I once figured out the algorithm of the program written in one-instruction ISA. I think the instruction was three-address subtraction.
In my opinion, you overestimate the ability of coding agents to, well, code and underestimate the ability of humans to really understand code.
The chart in the article we discuss appears to plateau if one excludes sample from 2024-07. So, we are not quite heading, we are plateauing, if I may.
Probably more like the long tail of software - software that was created for a particular purpose in a particular domain by a single person in the company who also happened to know programming - maybe just as Excel macros.
I strongly assume the long tail is shifting and expanding now and will eventually mostly be software for one-off purposes authored by people who don't know how to code, and probably have a poor understanding of how it actually works.
Hm, yes, it makes sense. If AI "makes" software more and more composable, then yes, most software will be thin wrapper on some ancient machinery that no one understands :)
I guess in some sense this is already the case. Most developers are not "full stack" (and the job postings that describe a software MacGyver are ridiculed like clockwork), but with AI this is actually becoming more and more possible (and thus normal, or at least normalized). And of course software is eating the world, including itself, so the common problems are all SaaS-ified (and/or FOSS-ified), allowing AI-aided development to offload the instrumental dependencies.
Crappy software that works. Unfortunately for all clanker evangelists, you need humans to review all the clanker spaghetti, manage infra, do firefighting and translate business requirements into working systems (gross oversimplification of what that entails).
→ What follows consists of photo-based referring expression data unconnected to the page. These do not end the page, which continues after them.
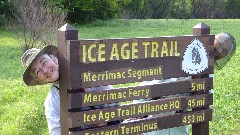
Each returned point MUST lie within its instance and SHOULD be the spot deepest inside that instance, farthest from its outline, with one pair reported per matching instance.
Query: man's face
(45, 69)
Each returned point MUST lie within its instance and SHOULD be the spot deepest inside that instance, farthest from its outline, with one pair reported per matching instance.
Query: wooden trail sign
(100, 62)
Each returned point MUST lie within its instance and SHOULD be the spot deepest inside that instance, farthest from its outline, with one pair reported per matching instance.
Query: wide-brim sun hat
(29, 57)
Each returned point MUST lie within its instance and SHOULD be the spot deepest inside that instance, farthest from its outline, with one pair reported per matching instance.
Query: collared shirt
(52, 110)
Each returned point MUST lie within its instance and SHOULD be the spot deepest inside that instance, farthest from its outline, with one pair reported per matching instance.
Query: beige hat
(224, 48)
(29, 57)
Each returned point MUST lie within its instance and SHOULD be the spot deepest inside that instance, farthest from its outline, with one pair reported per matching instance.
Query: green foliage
(21, 107)
(85, 11)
Just code review alone takes up a huge toll on our bandwidth.
I had a similar experience yesterday. Was working on some async stream extensions. Wrote a couple proofs of concept to benchmark, and picked one based on the results. I almost never use LLMs to write code, but out of curiosity, asked whatever the newest claude is to make it with all the real prod requirements, and it spit out over 400 lines of code, lots of spaghetti, with strange flow and a lot of weird decisions. Wrote it myself with all the same functionality in right around 170 lines.
Also had a similar experience in the past weeks reviewing PRs written with LLMs by other engineers in languages they don't know well, one in rust and one in bash. Both required a lot of rounds of revision and a couple of pairing sessions to get to a point where we got rid of the extraneous bits and made it read normally. I'm glad the tool gave these engineers the confidence to work in areas they wouldn't normally have felt comfortable contributing to, but man do I hate the code that it writes.
Once my code exists and passes test, I generally move on to having it iteratively hunt for bugs, security issues, and DRY code reduction opportunities until it stops finding worthwhile ones.
This doesn't always work as well as I'd like, but largely does enough. Conversely, doing as I go has been a waste of time.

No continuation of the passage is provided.